If it makes you feel any better, I agree with you and I have no idea what everyone else is smoking.


This is such a weird comment. It's like an attempt to trivialize the article by stating something completely nontrivial with a lot of confidence.


It's the same feeling I had after reading the article, though, and I'm pretty familiar with anthropic reasoning.

The anthropic principle is the most plausible answer we have to the honestly quite reasonable question of "if all of these things are so unlikely, why did they still all happen?", so why not emphasize it more?

The idea is also pretty powerful in ordinary/non-metaphysical contexts in the form of survivorship bias, and something useful to keep in mind whenever listening to somebody successful post-hoc explaining how all of their conscious past decisions inevitably led them to where they are.

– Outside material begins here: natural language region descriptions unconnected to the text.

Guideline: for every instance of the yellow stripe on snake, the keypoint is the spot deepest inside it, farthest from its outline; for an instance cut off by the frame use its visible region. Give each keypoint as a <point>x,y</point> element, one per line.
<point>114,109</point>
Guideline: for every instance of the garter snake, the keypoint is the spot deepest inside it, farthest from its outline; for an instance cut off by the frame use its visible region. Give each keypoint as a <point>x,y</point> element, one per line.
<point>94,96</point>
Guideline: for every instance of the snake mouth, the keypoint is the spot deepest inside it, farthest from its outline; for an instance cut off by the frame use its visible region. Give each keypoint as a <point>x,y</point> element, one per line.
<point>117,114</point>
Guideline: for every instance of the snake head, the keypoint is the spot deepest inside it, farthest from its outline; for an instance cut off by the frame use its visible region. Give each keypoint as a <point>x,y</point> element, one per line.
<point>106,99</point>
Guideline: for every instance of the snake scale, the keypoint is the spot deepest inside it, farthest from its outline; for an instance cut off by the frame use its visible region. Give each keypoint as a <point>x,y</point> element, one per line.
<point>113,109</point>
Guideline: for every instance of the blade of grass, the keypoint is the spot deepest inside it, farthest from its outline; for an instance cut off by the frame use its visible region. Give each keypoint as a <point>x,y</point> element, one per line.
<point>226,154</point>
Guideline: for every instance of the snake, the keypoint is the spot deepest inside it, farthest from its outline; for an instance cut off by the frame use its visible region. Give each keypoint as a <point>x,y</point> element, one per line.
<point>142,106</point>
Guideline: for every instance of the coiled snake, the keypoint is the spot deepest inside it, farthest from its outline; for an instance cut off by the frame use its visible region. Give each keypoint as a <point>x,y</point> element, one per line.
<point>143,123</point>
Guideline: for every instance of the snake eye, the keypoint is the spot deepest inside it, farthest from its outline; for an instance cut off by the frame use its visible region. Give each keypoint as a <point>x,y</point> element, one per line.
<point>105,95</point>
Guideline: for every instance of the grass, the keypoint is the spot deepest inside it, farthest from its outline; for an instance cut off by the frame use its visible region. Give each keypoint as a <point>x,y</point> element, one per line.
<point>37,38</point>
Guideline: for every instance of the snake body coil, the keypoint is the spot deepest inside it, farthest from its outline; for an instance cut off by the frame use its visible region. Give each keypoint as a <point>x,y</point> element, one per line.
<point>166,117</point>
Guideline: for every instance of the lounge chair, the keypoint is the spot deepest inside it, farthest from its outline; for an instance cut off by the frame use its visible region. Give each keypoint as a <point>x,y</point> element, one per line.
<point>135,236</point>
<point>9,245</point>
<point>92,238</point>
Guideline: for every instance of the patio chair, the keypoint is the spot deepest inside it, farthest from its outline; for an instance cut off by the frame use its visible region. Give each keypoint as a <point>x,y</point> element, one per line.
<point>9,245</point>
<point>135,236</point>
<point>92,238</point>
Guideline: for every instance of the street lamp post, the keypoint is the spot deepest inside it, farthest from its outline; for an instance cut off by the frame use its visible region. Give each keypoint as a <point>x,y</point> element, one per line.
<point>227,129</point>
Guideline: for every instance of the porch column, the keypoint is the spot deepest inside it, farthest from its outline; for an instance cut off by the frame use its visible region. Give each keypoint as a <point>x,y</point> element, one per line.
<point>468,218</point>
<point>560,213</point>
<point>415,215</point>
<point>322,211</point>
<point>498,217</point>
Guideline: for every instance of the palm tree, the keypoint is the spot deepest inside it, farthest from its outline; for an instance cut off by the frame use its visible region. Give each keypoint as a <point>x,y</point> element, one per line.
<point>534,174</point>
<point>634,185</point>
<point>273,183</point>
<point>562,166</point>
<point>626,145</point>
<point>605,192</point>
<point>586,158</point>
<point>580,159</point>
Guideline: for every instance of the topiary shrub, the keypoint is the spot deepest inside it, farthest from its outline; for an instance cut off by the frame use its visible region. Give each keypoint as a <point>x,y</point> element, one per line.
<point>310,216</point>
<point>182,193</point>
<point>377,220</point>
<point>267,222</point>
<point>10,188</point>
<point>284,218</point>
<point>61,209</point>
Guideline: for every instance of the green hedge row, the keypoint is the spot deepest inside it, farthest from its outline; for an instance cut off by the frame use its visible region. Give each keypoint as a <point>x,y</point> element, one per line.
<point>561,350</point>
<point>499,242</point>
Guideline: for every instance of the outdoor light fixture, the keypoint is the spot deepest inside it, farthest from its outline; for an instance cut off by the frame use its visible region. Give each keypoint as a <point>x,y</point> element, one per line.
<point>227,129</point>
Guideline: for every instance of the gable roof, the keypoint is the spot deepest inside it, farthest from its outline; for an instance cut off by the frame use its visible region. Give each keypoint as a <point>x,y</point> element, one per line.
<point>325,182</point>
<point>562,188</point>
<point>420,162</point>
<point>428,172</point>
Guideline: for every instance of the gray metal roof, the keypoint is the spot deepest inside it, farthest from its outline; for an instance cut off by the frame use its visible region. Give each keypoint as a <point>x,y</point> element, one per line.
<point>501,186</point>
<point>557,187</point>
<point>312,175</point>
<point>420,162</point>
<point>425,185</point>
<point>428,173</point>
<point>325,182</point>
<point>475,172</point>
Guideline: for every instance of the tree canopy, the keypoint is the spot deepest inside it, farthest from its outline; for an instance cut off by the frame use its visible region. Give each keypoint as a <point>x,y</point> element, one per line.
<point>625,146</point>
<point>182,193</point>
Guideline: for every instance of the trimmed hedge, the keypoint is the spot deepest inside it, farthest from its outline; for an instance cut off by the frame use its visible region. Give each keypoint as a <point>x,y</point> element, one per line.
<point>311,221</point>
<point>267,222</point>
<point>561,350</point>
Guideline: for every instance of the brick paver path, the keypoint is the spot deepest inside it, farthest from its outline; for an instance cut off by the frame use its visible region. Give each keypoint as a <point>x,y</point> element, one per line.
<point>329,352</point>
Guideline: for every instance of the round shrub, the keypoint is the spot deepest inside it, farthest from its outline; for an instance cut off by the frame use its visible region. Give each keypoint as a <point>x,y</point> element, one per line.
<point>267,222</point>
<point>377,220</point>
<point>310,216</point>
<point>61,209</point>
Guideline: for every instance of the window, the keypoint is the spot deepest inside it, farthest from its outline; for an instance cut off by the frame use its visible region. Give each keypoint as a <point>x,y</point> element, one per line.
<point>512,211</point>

I agree, this is in the category of "if things were different, they'd be different".

All of these things had to be some way, and in every way they could be there would be something different now. However, they were they way they were so we're here now.

It's a lot like saying that it took a string of nearly impossible coincidences at just the right time for you to be born. Which is true. But just because dad plowed mom at half past two instead of quarter past doesn't mean we don't have a person, we just have a slightly different person. And that person would also be the result of a bunch or impossible coincidences. It's basically the lottery paradox. Every individual ticket is unlikely to win, however, it is guaranteed someone will win.